NEW YORK (CNNMoney.com) -- Daylight savings rolls around again this weekend.
Instead of just setting your clocks back an hour, consider the change of time a good reminder of the little things you should do twice a year.
Check your batteries
Replace the batteries in all of your smoke detectors and carbon monoxide detectors.
These are probably the most important battery-powered devices in your home.
Many detectors will beep a warning or flash a light when a battery is low, but don't depend on this. Change out the batteries once or twice a year at daylight savings time.
But don't throw out the old batteries!
Batteries aren't cheap, and the ones you just took out of your smoke detector still have some juice left. Use them for remote controls, flashlights or other household devices.

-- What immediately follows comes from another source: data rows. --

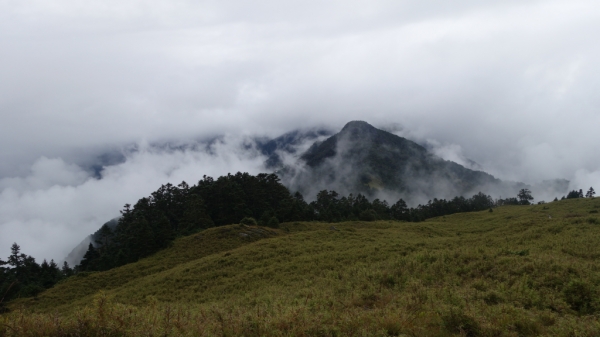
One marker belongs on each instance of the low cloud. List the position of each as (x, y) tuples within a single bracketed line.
[(510, 85), (58, 204)]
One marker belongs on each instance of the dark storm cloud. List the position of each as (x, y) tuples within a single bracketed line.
[(510, 85)]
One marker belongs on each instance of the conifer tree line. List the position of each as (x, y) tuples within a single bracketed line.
[(21, 276), (171, 211)]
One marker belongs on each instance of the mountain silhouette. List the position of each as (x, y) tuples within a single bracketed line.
[(364, 159)]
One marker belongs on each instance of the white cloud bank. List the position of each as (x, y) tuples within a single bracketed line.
[(511, 85)]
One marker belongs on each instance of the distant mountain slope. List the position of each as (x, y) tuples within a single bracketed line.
[(77, 253), (363, 159)]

And while you are changing the batteries in your smoke detector or carbon monoxide detector, check to see if the device has an expiration date. Many of these devices only last 5 to 10 years and your detector may be expired.

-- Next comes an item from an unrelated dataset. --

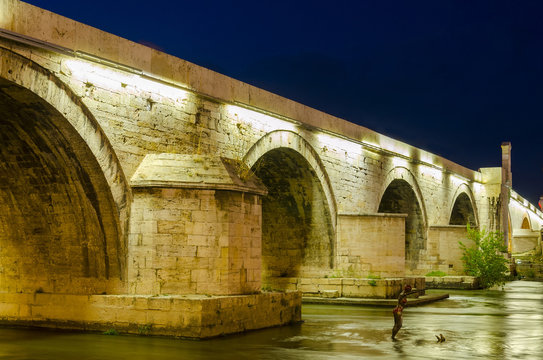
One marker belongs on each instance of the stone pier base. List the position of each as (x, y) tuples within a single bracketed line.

Check the medicine cabinet
Now is as good a time as any to take a look into the depths of your medicine cabinet.
Is anything in there expired?
Many believe expiry dates for toothpaste, shampoo or lip gloss are meaningless, but prescription drugs are a whole different ball game.
Check for dates, and get rid of anything that has expired.

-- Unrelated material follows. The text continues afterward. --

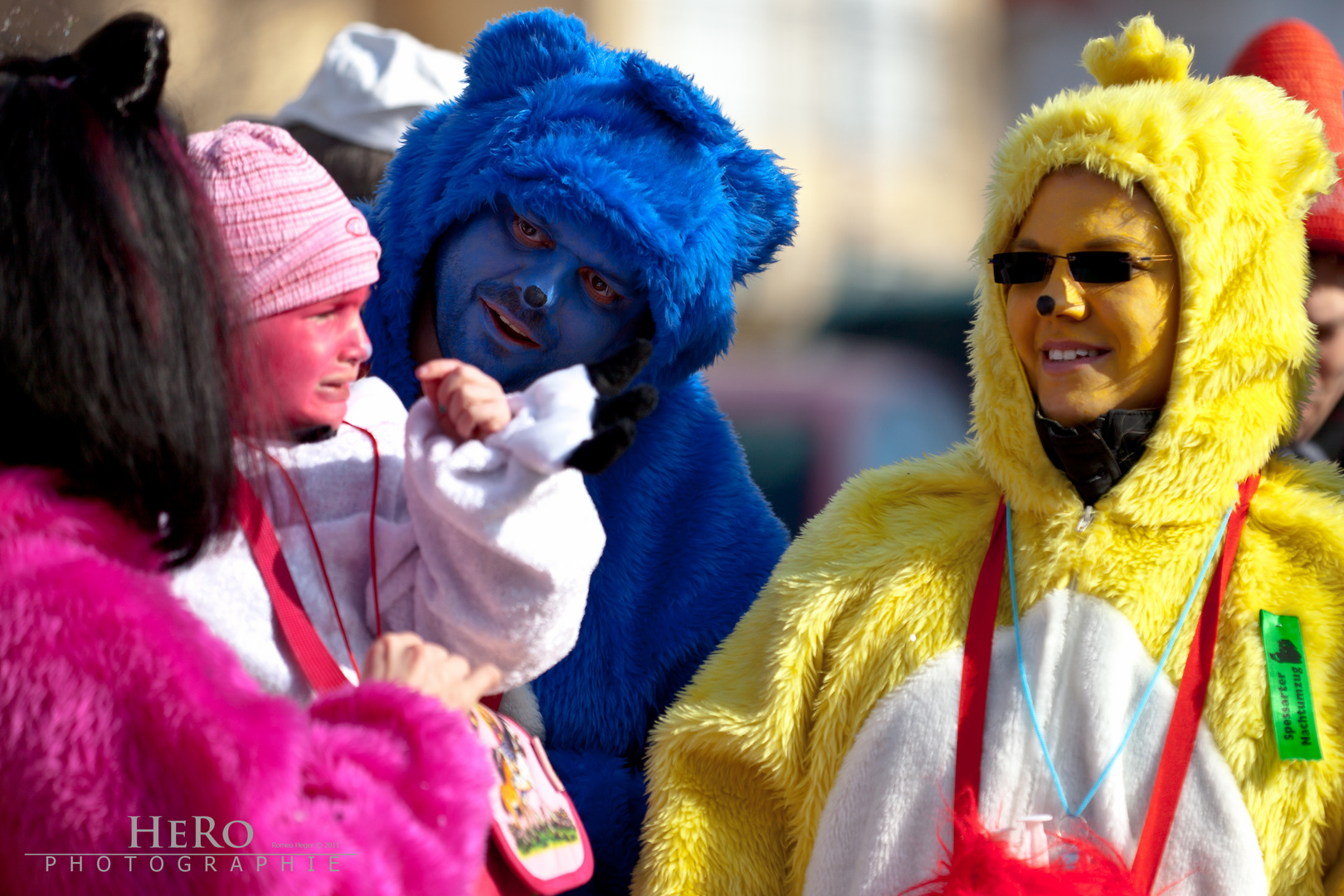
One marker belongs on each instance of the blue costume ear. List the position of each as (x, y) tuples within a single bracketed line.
[(678, 99), (763, 206), (524, 50)]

According to federal guidelines, most expired prescription drugs should not be flushed down the toilet, as it is assumed that the drugs will eventually get back into our water supply.
Instead, the FDA recommends that prescriptions be mixed with something unappealing, like kitty litter or coffee grounds, placed in a sealed container and put in the household trash.
Drug take-back programs are another good way to remove expired medicine from your home and many communities offer this free service.
Contact your local government's trash and recycling service or your pharmacist to see if there is a take-back program in your home town.
Check the refrigerator
Just like the medicine cabinet, things in the refrigerator tend to get pushed to the back and expire.
When did you buy that jar of mayo?
Check everything in the fridge for expiration dates, and trash anything that is past the limit.
Now is also a good time to stock up on essentials that might have expired.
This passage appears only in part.